Although M has been described, the present invention is not limited thereto, and can be applied to read-only memories, other semiconductor storage devices, and even memories built into data processing devices such as single-chip microcomputers. The present invention can also be applied to.

The present invention can be applied to conditions including a memory cell array in which at least memory cells capable of storing information are coupled to word lines and bit lines.

[0045]

Effects of the Invention The effects obtained by typical inventions disclosed in this application are briefly explained below.

In other words, by using a plurality of column selection systems that enable mutually different bit line selections for a single word line selection, individual bit line selections can be made with timings overlapping.
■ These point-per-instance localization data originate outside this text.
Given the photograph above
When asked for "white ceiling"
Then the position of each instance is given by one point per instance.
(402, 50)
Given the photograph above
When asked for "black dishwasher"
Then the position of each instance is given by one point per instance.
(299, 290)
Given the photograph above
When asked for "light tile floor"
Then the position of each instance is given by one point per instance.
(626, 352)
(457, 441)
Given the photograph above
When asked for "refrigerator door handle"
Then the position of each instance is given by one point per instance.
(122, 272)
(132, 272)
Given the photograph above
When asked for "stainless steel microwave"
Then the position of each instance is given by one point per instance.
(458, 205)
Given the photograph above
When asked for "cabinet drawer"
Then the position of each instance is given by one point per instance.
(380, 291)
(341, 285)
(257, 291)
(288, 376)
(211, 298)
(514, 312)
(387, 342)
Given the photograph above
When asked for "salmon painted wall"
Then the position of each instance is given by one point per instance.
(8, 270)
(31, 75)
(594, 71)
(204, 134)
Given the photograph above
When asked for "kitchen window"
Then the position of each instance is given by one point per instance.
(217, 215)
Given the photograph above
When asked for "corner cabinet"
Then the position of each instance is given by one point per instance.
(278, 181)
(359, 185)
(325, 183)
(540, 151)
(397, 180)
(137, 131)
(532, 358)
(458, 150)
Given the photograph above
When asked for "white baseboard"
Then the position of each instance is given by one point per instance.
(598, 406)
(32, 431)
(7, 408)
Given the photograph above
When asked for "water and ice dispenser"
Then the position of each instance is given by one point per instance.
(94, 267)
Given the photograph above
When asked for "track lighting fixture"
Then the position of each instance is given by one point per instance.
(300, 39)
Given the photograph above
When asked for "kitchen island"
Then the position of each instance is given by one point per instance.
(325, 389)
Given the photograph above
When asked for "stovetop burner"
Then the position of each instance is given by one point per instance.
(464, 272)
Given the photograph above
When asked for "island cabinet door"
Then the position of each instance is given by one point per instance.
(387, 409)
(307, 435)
As a result, the address selection time of the semiconductor memory device as a whole can be shortened, so that high-speed operation can be achieved.

[Brief explanation of the drawing]

FIG. 1 is a block diagram of a DRAM according to an embodiment of the present invention.

FIG. 2 is an operation timing diagram of main parts in the DRAM shown in FIG. 1;

FIG. 3 is an operation timing diagram of the DRAM shown in FIG. 1 in page mode.

FIG. 4 is a configuration block diagram of a DRAM according to another embodiment of the present invention.

FIG. 5 is an operation timing chart of main parts in the DRAM shown in FIG. 4;

FIG. 6 is an operation timing chart of main parts in a DRAM according to another embodiment of the present invention.

[Explanation of symbols]

1 Address buffer 2 Address MPX 3.X decoder 4 Word driver 5 Memory cell array 6 Sense amplifier 7 First Y selection circuit 8 First Y decoder 9 Controller 10 Second Y selection circuit 11 Second Y decoder 12 Data MPX 13 Data input/output circuit 16 Word selection system 17 Column selection system 17A 1st column selection system 17B 2nd column selection system TA address external terminal TC control external terminal TD data external terminal MS memory cell DL bit line WL word line

Claims (6)

[Claims] 1. A memory cell array comprising memory cells capable of storing information coupled to word lines and bit lines, wherein the memory cell array is configured by word line selection based on a row address and bit line selection based on a column address. In a semiconductor memory device that allows information to be written to or read from a cell, a plurality of operations that enable operations to select mutually different bit lines for a single word line selection at overlapping timings in whole or in part A semiconductor memory device characterized by comprising a systematic column selection system. 2. The semiconductor memory device according to claim 1, further comprising data switching means for enabling data external terminals to be shared by the plurality of column selection systems. 3. The semiconductor memory device according to claim 1, wherein a corresponding data external terminal is provided for each column selection system. 4. The semiconductor memory device according to claim 1, wherein the row address and the column address are taken in from the same address external terminal over time. 5. The column selection system includes a first column decoder for decoding a first column address, and a predetermined bit line of the memory cell array as a common bit line based on the decode output of the first column decoder. a first column selection circuit for selectively coupling; a second column decoder for decoding a second column address taken in following the first column address;
5. The semiconductor according to claim 1, further comprising a second column selection circuit for selectively coupling a predetermined bit line of said memory cell array to a common bit line based on a decoded output of a column decoder. Storage device. 6. Controlling the capture of the first column address based on a first column address strobe signal indicating the validity of the first column address, and a second column address indicating the validity of the second column address. 6. The semiconductor memory device according to claim 5, further comprising a controller that controls the acquisition of the second column address based on the strobe signal.